Johnny, finding his skin hanging in a tree at Aitken's Straits, at the Gippsland Lakes, where the Dargo man had hung it, followed him southward and killed him at Erin Vale Station on Merriman's Creek.

At this point I take up the narrative given of this feud by Bundawal. He said:—

"I had two wives, both from Brt-britta. One of these had been married to the man who killed my brother Johnny at Aitken's Straits. I then collected all the men from Bruthen, Wy-Yung, and Binnajerra, for all my own men had died or been killed, so that there were only boys left. But those others were like my own people. We all sneaked round to Merriman's Creek, where we found a Dargo man, and Flanner speared him. We let him lie there, and did not eat his skin, because he was a Kurnai like ourselves. As he was a friend of the Brayaka, we went up to the Heart[1] to look for them. We found a number of Dargo, Brayaka, and Bratua there, and we fought them; but we were beaten, because they had guns as well as spears, and were helped by two of the black police, and one police trooper. We ran away, and left everything behind us, only taking our spears. We had left our women near to the Lake's Entrance, at Metung, where the wild dog turned the Kurnai into stone.
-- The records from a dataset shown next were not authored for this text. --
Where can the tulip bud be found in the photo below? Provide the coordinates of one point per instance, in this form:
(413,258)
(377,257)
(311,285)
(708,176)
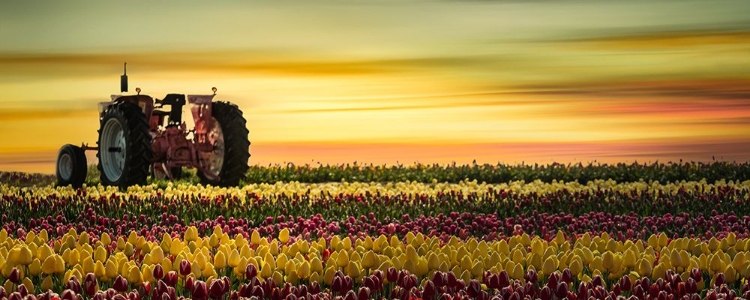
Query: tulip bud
(185,268)
(364,293)
(15,276)
(189,283)
(171,278)
(474,288)
(90,285)
(120,284)
(216,290)
(158,271)
(350,295)
(720,279)
(392,274)
(336,285)
(545,293)
(21,289)
(200,291)
(251,271)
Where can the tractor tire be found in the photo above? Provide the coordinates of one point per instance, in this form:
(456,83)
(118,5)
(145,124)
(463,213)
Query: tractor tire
(230,157)
(71,166)
(124,146)
(176,174)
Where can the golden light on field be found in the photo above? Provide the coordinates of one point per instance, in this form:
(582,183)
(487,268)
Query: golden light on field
(391,82)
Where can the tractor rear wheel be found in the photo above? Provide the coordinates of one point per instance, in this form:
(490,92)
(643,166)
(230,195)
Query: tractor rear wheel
(71,166)
(124,146)
(229,135)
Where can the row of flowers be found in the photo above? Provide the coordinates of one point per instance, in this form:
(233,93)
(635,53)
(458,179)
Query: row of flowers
(393,200)
(498,173)
(218,265)
(492,173)
(488,227)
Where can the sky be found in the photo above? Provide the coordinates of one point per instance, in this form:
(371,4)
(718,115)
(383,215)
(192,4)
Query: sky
(390,82)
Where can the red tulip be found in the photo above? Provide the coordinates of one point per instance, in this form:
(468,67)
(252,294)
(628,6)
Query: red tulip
(474,288)
(189,283)
(185,268)
(21,289)
(90,284)
(391,274)
(251,271)
(120,284)
(200,290)
(158,271)
(15,276)
(171,278)
(216,290)
(545,293)
(363,294)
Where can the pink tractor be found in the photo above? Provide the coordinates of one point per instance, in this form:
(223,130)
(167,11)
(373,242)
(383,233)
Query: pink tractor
(139,136)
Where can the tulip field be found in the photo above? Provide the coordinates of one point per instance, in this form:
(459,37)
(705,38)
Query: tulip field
(625,231)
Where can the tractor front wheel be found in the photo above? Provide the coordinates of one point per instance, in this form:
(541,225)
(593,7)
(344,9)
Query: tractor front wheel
(71,166)
(124,146)
(229,135)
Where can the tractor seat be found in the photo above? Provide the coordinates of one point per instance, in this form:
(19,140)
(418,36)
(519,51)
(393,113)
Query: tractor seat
(160,113)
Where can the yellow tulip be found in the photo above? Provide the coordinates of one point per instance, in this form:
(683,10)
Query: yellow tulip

Our enemies and the police followed us as far as Lake Tyers, but they could not cross, and so we escaped. For a long time we were quiet, but at last we went to Manero to get the Brajerak to come and help us. By this time the white men had brought so many Brajerak from Manero and Omeo with them into Gippsland that we and they had become friendly. So we got the Manero men to promise to help us, and we went round the mountains to Omeo with them. There we got Nukong, their Headman, also to help us, and he sent a messenger to the men at the Ovens River and Mount Buffalo to send help, and it was arranged that we should meet them at the Bushy Park Station. When we got back we went to the meeting-place, where the men from the Ovens River and Mount Buffalo met us. We had gone

  1. A Station near to Sale, and so named because, when it was first occupied, the outline of a heart was found cut in the soil where the Homestead was fixed.